The Hungarian team came third in the world finals of the Bocuse d’Or

Gastro

The Hungarian team made up of chef Bence Dalnoki and commis Patrik Nyikos won a bronze medal at the world finals of the Bocuse d’Or cooking competition, the results of which were announced on the second day of the event, Monday evening, in Lyon, France. The winner of this year’s final is Denmark.

The world finals of the Bocuse d’Or, considered the most prestigious international cooking competition, are held every two years in the hometown of the eponymous chef Paul Bocuse. At this year’s world finals, teams from 24 nations prepared their dishes on Sunday and Monday.

The Hungarian Bocuse team came in second place at the European selection. The team was headed by Bence Dalnoki, the sous chef of Stand Étterem, which was awarded two Michelin stars in November, whose work was assisted by Patrik Nyikos as a commis. The duties of the coach were performed by Tamás Széll, while the president of the team was Zoltán Hamvas, president of the Hungarian Bocuse d’Or Academy.

Denmark won the world final this year, the Norwegian team finished in second place, and the Hungarian team took the bronze medal, representing its strongest performance to date.

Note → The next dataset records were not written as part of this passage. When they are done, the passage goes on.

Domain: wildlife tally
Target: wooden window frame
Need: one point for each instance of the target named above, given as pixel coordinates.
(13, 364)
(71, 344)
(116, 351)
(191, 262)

The prize for the best commis (assistant) of the competition went to Norway, the best bowl went to Sweden, and the best plate theme went to the French team.

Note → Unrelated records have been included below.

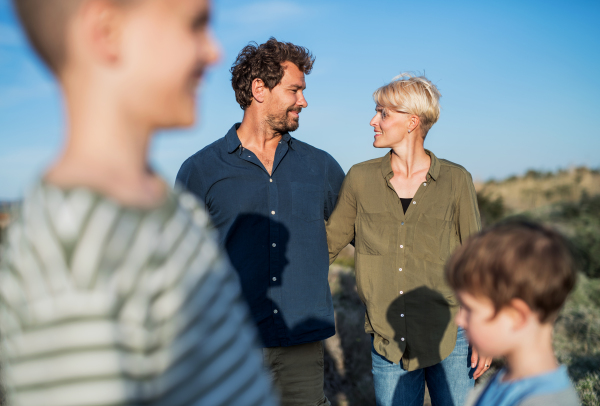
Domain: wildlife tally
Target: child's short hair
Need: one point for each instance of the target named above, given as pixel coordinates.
(45, 23)
(516, 259)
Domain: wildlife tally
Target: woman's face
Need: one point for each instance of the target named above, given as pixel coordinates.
(391, 127)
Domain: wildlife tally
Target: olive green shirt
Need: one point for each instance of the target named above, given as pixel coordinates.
(400, 257)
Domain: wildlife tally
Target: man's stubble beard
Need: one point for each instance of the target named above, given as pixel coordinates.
(283, 124)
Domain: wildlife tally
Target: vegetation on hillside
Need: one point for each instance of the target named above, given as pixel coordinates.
(540, 196)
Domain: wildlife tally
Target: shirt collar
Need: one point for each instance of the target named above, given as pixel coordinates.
(434, 167)
(233, 141)
(388, 173)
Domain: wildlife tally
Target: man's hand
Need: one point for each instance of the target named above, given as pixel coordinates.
(481, 363)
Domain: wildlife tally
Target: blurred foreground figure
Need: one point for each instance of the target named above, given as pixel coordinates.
(512, 281)
(112, 289)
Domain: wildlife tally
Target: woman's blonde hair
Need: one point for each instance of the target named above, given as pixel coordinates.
(411, 94)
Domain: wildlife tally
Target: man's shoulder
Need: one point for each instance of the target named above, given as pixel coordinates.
(210, 150)
(304, 147)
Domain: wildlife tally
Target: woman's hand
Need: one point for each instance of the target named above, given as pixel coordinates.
(481, 363)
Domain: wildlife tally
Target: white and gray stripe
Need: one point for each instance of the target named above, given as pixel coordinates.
(103, 305)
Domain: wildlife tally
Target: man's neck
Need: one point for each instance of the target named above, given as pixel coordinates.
(107, 152)
(255, 134)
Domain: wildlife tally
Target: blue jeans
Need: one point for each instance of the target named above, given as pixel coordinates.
(448, 382)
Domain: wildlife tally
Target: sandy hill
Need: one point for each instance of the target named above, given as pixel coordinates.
(537, 189)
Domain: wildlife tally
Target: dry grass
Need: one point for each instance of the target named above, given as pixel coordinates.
(535, 189)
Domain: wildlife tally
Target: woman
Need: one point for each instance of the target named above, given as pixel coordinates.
(407, 211)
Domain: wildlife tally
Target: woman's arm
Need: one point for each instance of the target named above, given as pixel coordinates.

For the first time, the social commitment award was presented, which was won by the Mexican team, and also for the first time, the competition had a children’s jury, which awarded its special prize to Japan.

At the finals of the Bocuse d’Or in Lyon, the teams traditionally have to prepare two dishes: a spectacular dish, which must be presented first as a whole and then served on a plate, and a course that has already been prepared on a plate.

Mandatory ingredients for the dish were monkfish, black mussels, and Saint James mussels.

The plate theme turned out to be groundbreaking, as the teams had to prepare a children’s menu and three courses for 15 people. Each of the courses had to include pumpkin, the appetizer had to be vegan, and the main course had to include eggs.